Opinions - 11.02.2010

Réhabilitons la Sagesse

Le monde où nous vivons est  complexe, dur et à plusieurs égards incertain. Il suscite de nombreuses inquiétudes, mais laisse entrevoir, en même temps, beaucoup d’espoir, et une multitude d’opportunités pour les peuples et les pays qui sauront en tirer profit, à condition que la sagesse humaine qui a su, par le passé, relever de grands défis, retrouve sa place en tant que qualité devant régir les comportements, à l’échelle individuelle et collective.

Je suis de ceux qui considèrent qu’il existe une forte analogie entre les grandes lois qui régissent le monde matériel et celles qui régissent le monde social.

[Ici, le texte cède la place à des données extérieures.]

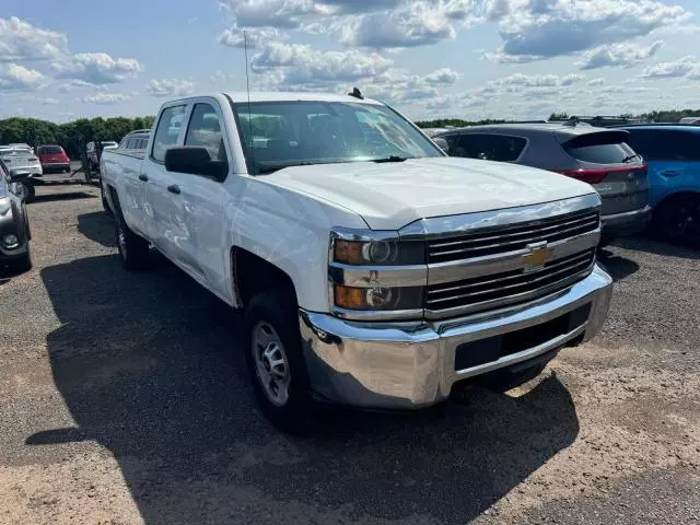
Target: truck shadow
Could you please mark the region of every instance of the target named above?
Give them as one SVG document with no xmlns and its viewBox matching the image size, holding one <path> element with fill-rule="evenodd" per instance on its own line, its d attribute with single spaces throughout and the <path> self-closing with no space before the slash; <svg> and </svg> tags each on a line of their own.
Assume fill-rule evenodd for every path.
<svg viewBox="0 0 700 525">
<path fill-rule="evenodd" d="M 579 433 L 549 377 L 412 417 L 326 410 L 313 434 L 281 435 L 252 399 L 241 319 L 172 265 L 133 275 L 91 257 L 42 278 L 61 322 L 50 365 L 77 427 L 26 443 L 96 441 L 148 524 L 466 523 Z"/>
<path fill-rule="evenodd" d="M 93 211 L 78 215 L 78 231 L 91 241 L 108 248 L 117 246 L 114 219 L 105 211 Z"/>
</svg>

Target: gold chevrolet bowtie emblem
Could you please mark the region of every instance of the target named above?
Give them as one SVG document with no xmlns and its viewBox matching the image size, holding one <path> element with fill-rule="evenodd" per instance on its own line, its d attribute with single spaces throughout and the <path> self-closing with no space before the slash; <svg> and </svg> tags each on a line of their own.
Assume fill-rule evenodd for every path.
<svg viewBox="0 0 700 525">
<path fill-rule="evenodd" d="M 529 254 L 523 256 L 523 262 L 528 269 L 538 269 L 545 266 L 545 262 L 551 257 L 551 248 L 547 247 L 547 243 L 537 245 L 527 245 Z"/>
</svg>

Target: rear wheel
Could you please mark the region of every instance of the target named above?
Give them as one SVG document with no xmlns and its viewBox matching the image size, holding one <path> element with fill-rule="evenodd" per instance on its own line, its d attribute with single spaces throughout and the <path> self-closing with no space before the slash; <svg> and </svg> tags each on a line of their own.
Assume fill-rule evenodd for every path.
<svg viewBox="0 0 700 525">
<path fill-rule="evenodd" d="M 245 316 L 255 397 L 272 424 L 287 432 L 307 428 L 313 409 L 296 310 L 289 292 L 269 290 L 253 298 Z"/>
<path fill-rule="evenodd" d="M 679 195 L 654 215 L 657 236 L 672 243 L 700 247 L 700 195 Z"/>
<path fill-rule="evenodd" d="M 127 225 L 121 212 L 115 213 L 115 231 L 121 262 L 128 271 L 140 271 L 149 267 L 149 243 Z"/>
<path fill-rule="evenodd" d="M 32 269 L 32 250 L 30 249 L 30 240 L 32 238 L 32 231 L 30 230 L 30 222 L 26 219 L 26 208 L 22 205 L 23 214 L 24 214 L 24 237 L 26 242 L 26 252 L 22 257 L 13 259 L 10 264 L 10 269 L 14 273 L 24 273 L 25 271 L 30 271 Z"/>
</svg>

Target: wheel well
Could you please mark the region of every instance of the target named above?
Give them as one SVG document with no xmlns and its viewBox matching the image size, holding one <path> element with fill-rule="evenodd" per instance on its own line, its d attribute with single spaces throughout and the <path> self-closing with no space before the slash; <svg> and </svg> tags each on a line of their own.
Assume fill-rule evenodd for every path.
<svg viewBox="0 0 700 525">
<path fill-rule="evenodd" d="M 677 191 L 675 194 L 667 195 L 666 197 L 664 197 L 658 201 L 658 203 L 656 205 L 656 208 L 661 208 L 662 206 L 668 206 L 668 202 L 673 202 L 674 200 L 679 199 L 681 197 L 700 198 L 700 191 L 686 190 L 686 191 Z"/>
<path fill-rule="evenodd" d="M 269 260 L 247 249 L 234 247 L 231 250 L 231 265 L 241 306 L 249 304 L 258 293 L 272 289 L 289 292 L 296 302 L 292 279 Z"/>
<path fill-rule="evenodd" d="M 666 209 L 668 206 L 673 205 L 676 200 L 682 197 L 693 197 L 696 199 L 700 199 L 700 191 L 677 191 L 675 194 L 667 195 L 663 199 L 661 199 L 656 206 L 654 206 L 654 217 L 657 218 L 660 212 Z"/>
</svg>

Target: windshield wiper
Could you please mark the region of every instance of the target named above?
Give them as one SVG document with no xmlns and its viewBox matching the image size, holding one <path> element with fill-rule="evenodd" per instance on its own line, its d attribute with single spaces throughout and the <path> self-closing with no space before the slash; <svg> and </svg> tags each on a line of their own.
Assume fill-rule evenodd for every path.
<svg viewBox="0 0 700 525">
<path fill-rule="evenodd" d="M 381 163 L 384 163 L 384 162 L 405 162 L 407 160 L 408 160 L 408 158 L 406 158 L 406 156 L 389 155 L 389 156 L 384 158 L 384 159 L 373 159 L 372 162 L 376 162 L 377 164 L 381 164 Z"/>
<path fill-rule="evenodd" d="M 295 162 L 293 164 L 280 164 L 279 166 L 258 166 L 257 174 L 258 175 L 269 175 L 270 173 L 279 172 L 280 170 L 284 170 L 285 167 L 294 167 L 294 166 L 313 166 L 315 164 L 319 164 L 318 162 Z"/>
</svg>

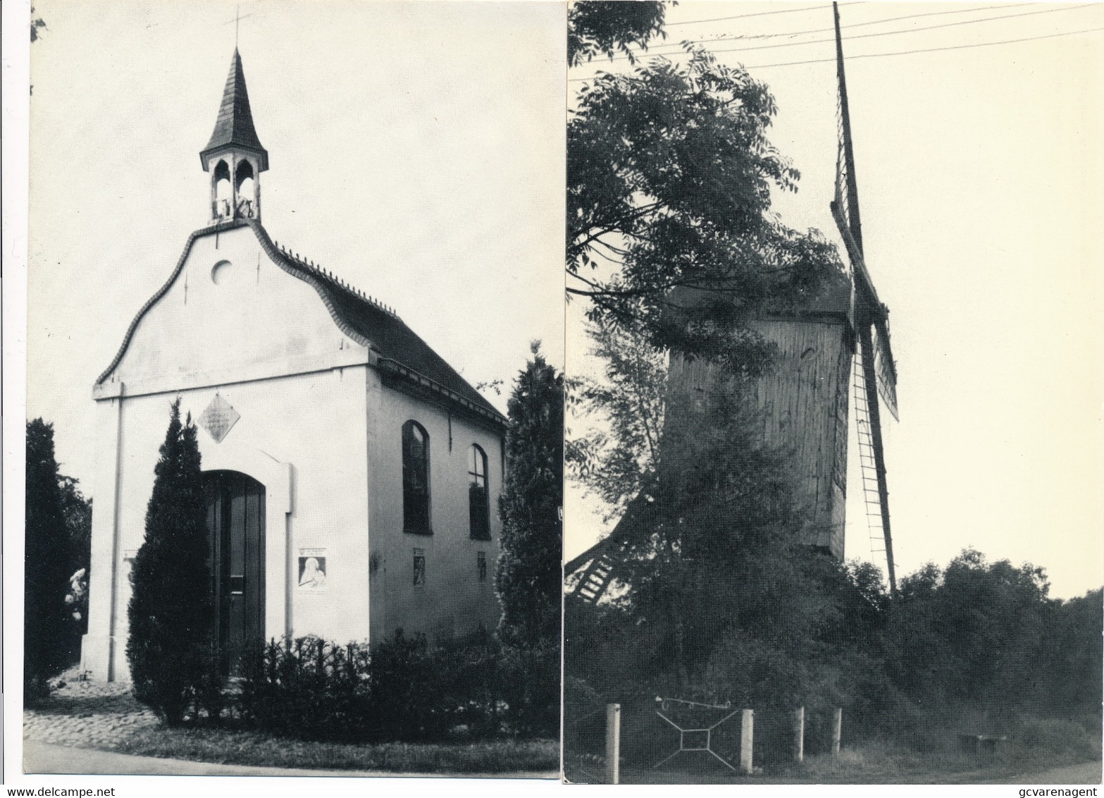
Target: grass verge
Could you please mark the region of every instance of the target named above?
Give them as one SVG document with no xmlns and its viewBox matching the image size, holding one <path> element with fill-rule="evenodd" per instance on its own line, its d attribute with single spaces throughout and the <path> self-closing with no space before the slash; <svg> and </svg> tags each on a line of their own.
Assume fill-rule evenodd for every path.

Bien entendu, cela ne signifie nullement que l’être humain, en tant qu’être social, serait réductible à une modélisation mathématique; loin s’en faut. Ce serait même, à la limite absurde.

Il est possible en revanche de conjecturer qu’il existe un parallèle entre  les grandes lois qui régissent les systèmes physiques, à une échelle macroscopique, et celles selon lesquelles se comportent les individus, en société, à un moment donné et dans des circonstances déterminées.

Certains objecteront peut-être que cette analogie est admise depuis longtemps et appliquée précisément dans certaines sciences sociales. C’est ainsi par exemple, que la grande révolution qu’ont connue les sciences économiques,  à partir des années vingt du siècle dernier, a consisté essentiellement en le passage de celles-ci de sciences plutôt expérimentales, basées sur l’observation et l’empirisme, selon une approche phénoménologique,  à de véritables sciences utilisant les pratiques et les ressources des sciences exactes, avec l’adoption de lois et de modèles mathématiques pour les besoins de l’analyse, de l’interprétation et de la prédiction du comportement social. De même, des travaux de penseurs éminents, tels que ceux du grand chimiste belge et prix Nobel, Prigogine, se sont également intéressés à cette analogie par le passé, en utilisant le concept d’entropie qui mesure, en gros, le désordre dans un système matériel.
Tout ceci est vrai ; mais il semble néanmoins qu’il demeure là un champ immense d’investigation et de recherche susceptible d’aider à la compréhension de nombreux phénomènes sociaux et que cela dépasse le simple comportement marchand des individus.  

Gare aux changements brusques   

  le monde physique, en particulier, nous apprend, à travers de multiples expériences que la nature a horreur des changements brusques, qu’il déteste les forts gradients, comme on dit dans un langage un peu savant. Car les changements brusques conduisent souvent à des fragilités et à des instabilités. C’est ainsi, par exemple, que la variation brusque de la température d’une barre de fer  fragilise cette dernière et que le changement brusque dans l’itinéraire d’un véhicule peut conduire à son renversement.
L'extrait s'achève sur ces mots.